Prende vita da lunedì 26 ottobre il progetto “Il bello di restare”, ciclo di incontri sul web organizzati dalla ONG Mani Tese e guidati da Giacomo Petitti di Roreto con la facilitazione dello psicologo cagliaritano Andrea Moi, che avranno come ospiti esperti ed esperte nei settori della scuola, della famiglia per offrire supporto alle persone che sentono la necessità di confrontarsi con delle “guide” che possano orientare, con modelli multidisciplinari, il lavoro dei professionisti dell’educazione.

Il tempo che ci troviamo a vivere è sconosciuto e inaspettato. L’essere umano ha rimodulato il proprio modo di abitare il mondo, la propria casa, la sua famiglia, il lavoro in funzione della repentina evoluzione della società. Il rallentamento dell’economia e dei ritmi di vita ha imposto un cambio di paradigma che impone una necessaria ricerca di senso da attribuire al recente passato e soprattutto al mutevole presente, con un occhio al futuro.

Tutte le persone, a modo proprio, hanno cercato di trasformare questo rallentamento in un momento di crescita. Si rivela fondamentale sintonizzarsi sui modelli di ben-essere anziché sui modelli di malattia. L’orientamento delle parole, del linguaggio, dei pensieri, delle emozioni e di conseguenza dei comportamenti deve essere volto verso quello che si vuole costruire insieme e promuovere il ben-essere individuale, il ben-essere di relazione e con l’ambiente che si vive quotidianamente.

Lorenzo Braina

“Il bello di restare” vivrà il suo primo appuntamento, dunque, lunedì 26 ottobre alle 17:30 con il relatore Lorenzo Braina nell’incontro intitolato “Insegnanti, formatori e genitori: insieme si educa meglio!”. Braina è un educatore, nonchè fondatore e direttore scientifico del Centro CREA, supervisore educativo scuole, comunità, Asl e privati, relatore in seminari e conferenze, autore di libri quali “Di ribelli, rose e grilli parlanti” e “Dato al mondo”.

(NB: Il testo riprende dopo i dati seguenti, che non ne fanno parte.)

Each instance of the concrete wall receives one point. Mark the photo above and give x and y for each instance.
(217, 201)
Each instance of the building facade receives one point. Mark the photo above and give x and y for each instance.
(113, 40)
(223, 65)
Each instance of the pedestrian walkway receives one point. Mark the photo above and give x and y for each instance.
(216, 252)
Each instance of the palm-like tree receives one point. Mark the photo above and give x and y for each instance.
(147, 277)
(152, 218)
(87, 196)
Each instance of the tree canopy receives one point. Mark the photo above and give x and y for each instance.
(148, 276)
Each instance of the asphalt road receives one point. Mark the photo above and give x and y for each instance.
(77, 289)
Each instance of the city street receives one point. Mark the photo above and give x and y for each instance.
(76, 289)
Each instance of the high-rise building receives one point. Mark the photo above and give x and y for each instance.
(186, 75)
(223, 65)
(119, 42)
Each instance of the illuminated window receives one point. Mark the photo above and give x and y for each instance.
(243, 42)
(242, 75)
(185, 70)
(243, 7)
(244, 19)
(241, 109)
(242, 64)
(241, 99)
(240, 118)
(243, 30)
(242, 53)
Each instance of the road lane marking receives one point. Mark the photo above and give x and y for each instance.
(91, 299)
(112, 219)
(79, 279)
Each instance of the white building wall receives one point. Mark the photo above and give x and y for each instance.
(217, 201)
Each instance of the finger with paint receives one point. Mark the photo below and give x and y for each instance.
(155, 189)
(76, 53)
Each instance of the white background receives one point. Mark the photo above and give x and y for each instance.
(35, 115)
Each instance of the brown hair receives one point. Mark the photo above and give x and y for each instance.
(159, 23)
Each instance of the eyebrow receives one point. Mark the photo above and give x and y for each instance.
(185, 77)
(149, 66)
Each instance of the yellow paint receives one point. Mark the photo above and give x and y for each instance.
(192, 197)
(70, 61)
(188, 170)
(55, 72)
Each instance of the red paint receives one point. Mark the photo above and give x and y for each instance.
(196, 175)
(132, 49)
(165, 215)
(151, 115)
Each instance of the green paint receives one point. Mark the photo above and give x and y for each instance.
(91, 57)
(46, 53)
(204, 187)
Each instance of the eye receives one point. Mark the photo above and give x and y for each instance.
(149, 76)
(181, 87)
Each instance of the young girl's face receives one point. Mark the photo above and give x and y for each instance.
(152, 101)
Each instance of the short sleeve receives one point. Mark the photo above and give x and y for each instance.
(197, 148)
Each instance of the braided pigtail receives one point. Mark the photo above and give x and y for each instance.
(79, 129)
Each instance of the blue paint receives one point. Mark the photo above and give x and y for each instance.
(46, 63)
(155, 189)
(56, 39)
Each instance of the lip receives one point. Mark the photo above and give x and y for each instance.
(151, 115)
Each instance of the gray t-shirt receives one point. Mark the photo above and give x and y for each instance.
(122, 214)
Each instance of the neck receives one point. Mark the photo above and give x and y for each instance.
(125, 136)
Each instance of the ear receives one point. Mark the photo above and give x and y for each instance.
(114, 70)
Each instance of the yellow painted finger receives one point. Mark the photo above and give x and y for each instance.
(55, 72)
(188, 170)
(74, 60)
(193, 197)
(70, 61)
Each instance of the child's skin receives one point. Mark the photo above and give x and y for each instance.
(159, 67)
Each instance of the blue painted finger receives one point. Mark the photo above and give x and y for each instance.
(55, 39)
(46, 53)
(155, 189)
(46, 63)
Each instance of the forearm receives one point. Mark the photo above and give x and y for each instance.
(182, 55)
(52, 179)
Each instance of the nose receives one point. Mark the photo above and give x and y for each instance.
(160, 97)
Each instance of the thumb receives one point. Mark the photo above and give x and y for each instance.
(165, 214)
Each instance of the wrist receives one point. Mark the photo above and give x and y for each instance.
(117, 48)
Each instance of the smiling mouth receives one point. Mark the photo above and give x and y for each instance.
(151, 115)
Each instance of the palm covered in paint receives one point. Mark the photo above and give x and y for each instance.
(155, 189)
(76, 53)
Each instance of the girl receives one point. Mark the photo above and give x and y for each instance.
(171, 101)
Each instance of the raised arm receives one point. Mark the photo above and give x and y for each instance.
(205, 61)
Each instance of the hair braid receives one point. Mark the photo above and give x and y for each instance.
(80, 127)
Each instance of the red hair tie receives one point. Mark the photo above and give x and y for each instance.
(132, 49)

Il secondo appuntamento si terrà mercoledì 11 novembre alle 17:30 e avrà come ospite Enrico Euli, ricercatore di Didattica all’Università di Cagliari, docente di Metodologie e tecniche del gioco, del lavoro di gruppo e dell’animazione e autore di libri sull’utilizzo di giochi, esercitazioni e pratiche esperenziali quali “I dilemmi (diletti) del gioco” e “Casca il mondo! Giocare con la catastrofe. Una nuova pedagogia del cambiamento”. 

Enrico Euli

Ogni appuntamento sarà arricchito dalle opere estemporanee dell’artista Antonio Spadaro che realizzerà i suoi “visual recording” che saranno poi resi disponibili a tutti i partecipanti. Anche la musica sarà protagonista con le composizioni originali di Ram-C.

Gli incontri si terranno sulla piattaforma YouTube attraverso il profilo ufficiale di Mani Tese (le informazioni e i riferimenti verranno indicati attraverso le pagine social ufficiali di Mani Tese) e sarà possibile iscriversi per potervi partecipare cliccando sul seguente link. Verranno comunicati quanto prima i prossimi ospiti e le relative date.

“Il bello di restare” si colloca all’interno del progetto “Piccoli che valgono” e si sviluppa in zone particolarmente a rischio situate a ridosso delle città capoluogo e nelle aree interne di 5 Regioni italiane distribuite tra nord, centro e sud Italia: Lombardia, Sardegna, Umbria, Toscana, Puglia. Si tratta di territori accomunati da problematiche sociali caratterizzate da isolamento, assenza di identità comune per via dello squilibrio delle caratteristiche demografiche della popolazione, degrado, aumento dei flussi migratori, frammentazione e carenza di servizi, scarsa presenza di spazi verdi e tassi di disoccupazione rilevanti.